Welcome to WebmasterWorld Guest from 54.198.200.157

Forum Moderators: goodroi

Message Too Old, No Replies

Denying one page with multiple variables

page.html?item=1, page.html?item=2, page.html?item=3

     
2:18 pm on Apr 30, 2007 (gmt 0)

Senior Member

WebmasterWorld Senior Member 10+ Year Member

joined:Oct 25, 2003
posts:664
votes: 0


Hey everyone,

I was curious if there is an entry you can put into your robots.txt to deny the same page that has multiple variables. For example, I want to deny page.html but I also want to deny page.html?item=1 and page.html?item=2. Is it possible to put something in your robots.txt file that will deny all those pages instead of specifying each page with the item number? I have over 1 thousand items so this will take up a lot of room in my robots.txt file.

Is it possible?

Thanks!

2:39 pm on Apr 30, 2007 (gmt 0)

New User

10+ Year Member

joined:Apr 27, 2007
posts:11
votes: 0


At least for Google, a robots.txt as follows would exclude anything starting with "/page.html" including "/page.html?item=1".

User-agent: *
Disallow: /page.html

But don't take my word for it since I'm completely new to this; check it at Google Webmaster Tools which has a robots.txt analysis tool which allows you to test robots.txt rules against specific urls. V handy indeed.
Dave.

2:20 pm on May 1, 2007 (gmt 0)

Administrator from US 

WebmasterWorld Administrator goodroi is a WebmasterWorld Top Contributor of All Time 10+ Year Member Top Contributors Of The Month

joined:June 21, 2004
posts:3241
votes: 202


robots.txt can block entire directories. if you place all of those pages in one directory you can block it with just one line in robots.txt

ps dont forget google, yahoo, msn and all the other robots act differently from each other. just because something works for google does not guarantee it will work for the others.

3:07 pm on May 1, 2007 (gmt 0)

New User

10+ Year Member

joined:Apr 27, 2007
posts:11
votes: 0


Any idea where you can find out the difference between bots when interpreting robots.txt rules?
3:18 pm on May 1, 2007 (gmt 0)

Administrator from US 

WebmasterWorld Administrator goodroi is a WebmasterWorld Top Contributor of All Time 10+ Year Member Top Contributors Of The Month

joined:June 21, 2004
posts:3241
votes: 202


the big search engines all have help centers with faqs, i dont know of a document that clearly shows the differences.
6:10 pm on May 3, 2007 (gmt 0)

Senior Member

WebmasterWorld Senior Member 10+ Year Member

joined:Oct 25, 2003
posts:664
votes: 0


Thank you for all your replies.

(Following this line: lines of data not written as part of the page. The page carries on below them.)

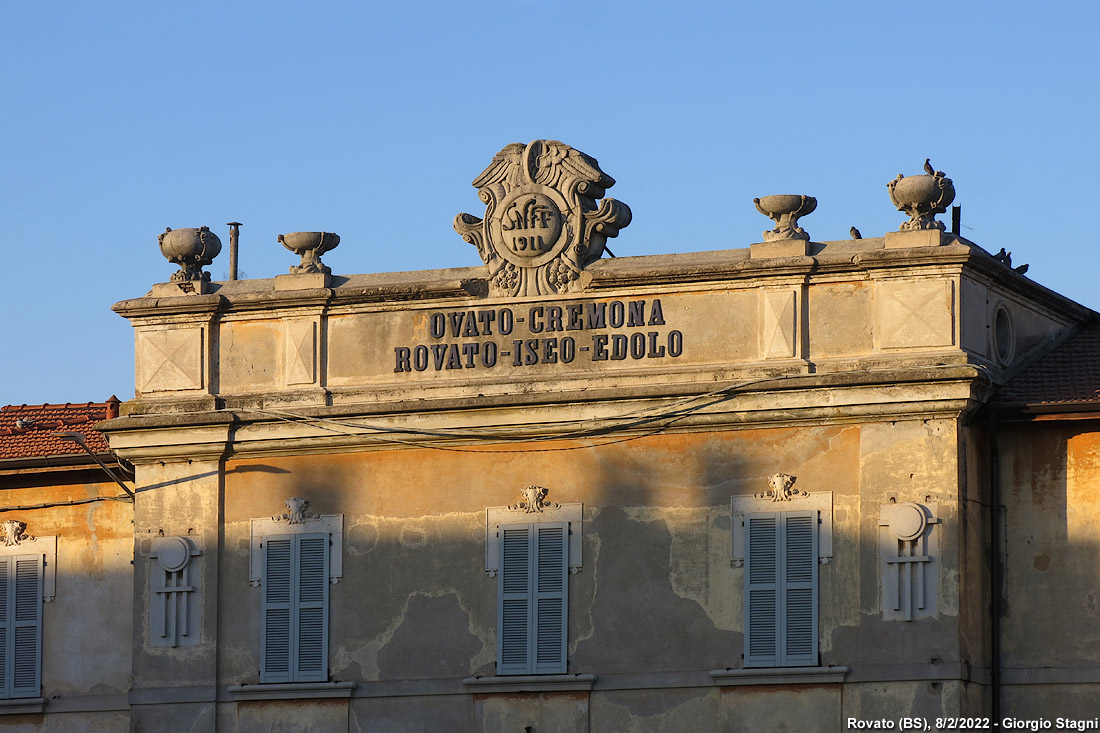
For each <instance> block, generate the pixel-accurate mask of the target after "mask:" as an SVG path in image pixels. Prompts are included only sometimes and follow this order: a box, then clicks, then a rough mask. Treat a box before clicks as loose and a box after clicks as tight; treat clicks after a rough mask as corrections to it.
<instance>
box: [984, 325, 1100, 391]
mask: <svg viewBox="0 0 1100 733" xmlns="http://www.w3.org/2000/svg"><path fill="white" fill-rule="evenodd" d="M999 402H1001V403H1008V404H1015V405H1020V404H1024V405H1058V404H1069V403H1097V404H1100V324H1093V325H1092V326H1089V327H1087V328H1086V329H1085V330H1082V331H1081V332H1079V333H1077V335H1076V336H1074V337H1073V338H1071V339H1069V340H1068V341H1066V342H1065V343H1063V344H1062V346H1060V347H1058V348H1057V349H1055V350H1054V351H1052V352H1051V353H1048V354H1046V355H1045V357H1043V358H1042V359H1041V360H1040V361H1037V362H1035V363H1034V364H1032V365H1031V366H1029V368H1027V369H1025V370H1024V371H1023V372H1021V373H1020V374H1018V375H1016V376H1015V378H1013V379H1012V380H1011V381H1010V382H1009V383H1008V384H1005V385H1004V387H1003V390H1002V394H1001V397H1000V400H999Z"/></svg>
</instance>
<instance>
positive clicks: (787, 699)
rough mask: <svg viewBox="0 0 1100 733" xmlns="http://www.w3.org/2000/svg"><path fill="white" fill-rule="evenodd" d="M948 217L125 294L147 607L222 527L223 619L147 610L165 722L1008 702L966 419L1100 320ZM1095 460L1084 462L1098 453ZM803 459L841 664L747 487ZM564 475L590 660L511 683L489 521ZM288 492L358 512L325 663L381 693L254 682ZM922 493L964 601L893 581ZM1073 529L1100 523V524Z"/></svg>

It looks like Google has removed the pages viewcart.html?item_id= for all items.

I guess the Disallow: /viewcart.html in the robots.txt works for all variables and values inputed along with the file.

Thanks for your help! :)

6:21 pm on May 7, 2007 (gmt 0)

Senior Member

WebmasterWorld Senior Member g1smd is a WebmasterWorld Top Contributor of All Time 10+ Year Member Top Contributors Of The Month

joined:July 3, 2002
posts:18903
votes: 0


Disallow performs a match starting from the left.

If the start of the URL completely matches that in the disallow statement, even if the real URL is longer than the disallow rule, it will still be disallowed.

So, Disallow: /page will disallow any url that starts with / p a g e for example.